Coordination polymers derived from pyridyl carboxylate ligands having an amide backbone: an attempt towards the selective separation of CuII cation following in situ crystallization under competitive conditions

Abstract

A series of coordination polymers (CPs) derived from pyridyl carboxylate ligands equipped with a hydrogen bonding backbone (amide), namely L1 [sodium 4-(nicotinamido) benzoate] and L2 [sodium 3-(nicotinamido) benzoate], has been synthesized and characterized by single crystal X-ray diffraction. The effect of the ligating topology of these two positional isomers (L1 and L2) on the resultant supramolecular architecture of the corresponding CPs was investigated. The results indicate that most of the CPs display a 1D looped chain topology.
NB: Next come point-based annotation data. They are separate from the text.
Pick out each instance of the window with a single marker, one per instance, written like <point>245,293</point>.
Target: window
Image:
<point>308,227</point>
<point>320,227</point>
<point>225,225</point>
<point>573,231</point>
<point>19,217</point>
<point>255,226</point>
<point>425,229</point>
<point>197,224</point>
Following in situ crystallization technique, attempts were made to separate environmentally toxic metal cation Cu^II in the form of the corresponding Cu^II CPs from a complex mixture of cations (Cu^II, Zn^II and Co^II) using both the ligands, while L1 was unsuccessful, L2 could indeed separate the Cu^II cation. The coordinating ability of the pyridyl and carboxylate moieties on the selective separation of cations was investigated. The results indicate that the selective separation of Cu^II followed the Irving–Williams series. Atomic absorption spectroscopy revealed that ~97% of Cu^II could be separated by this technique.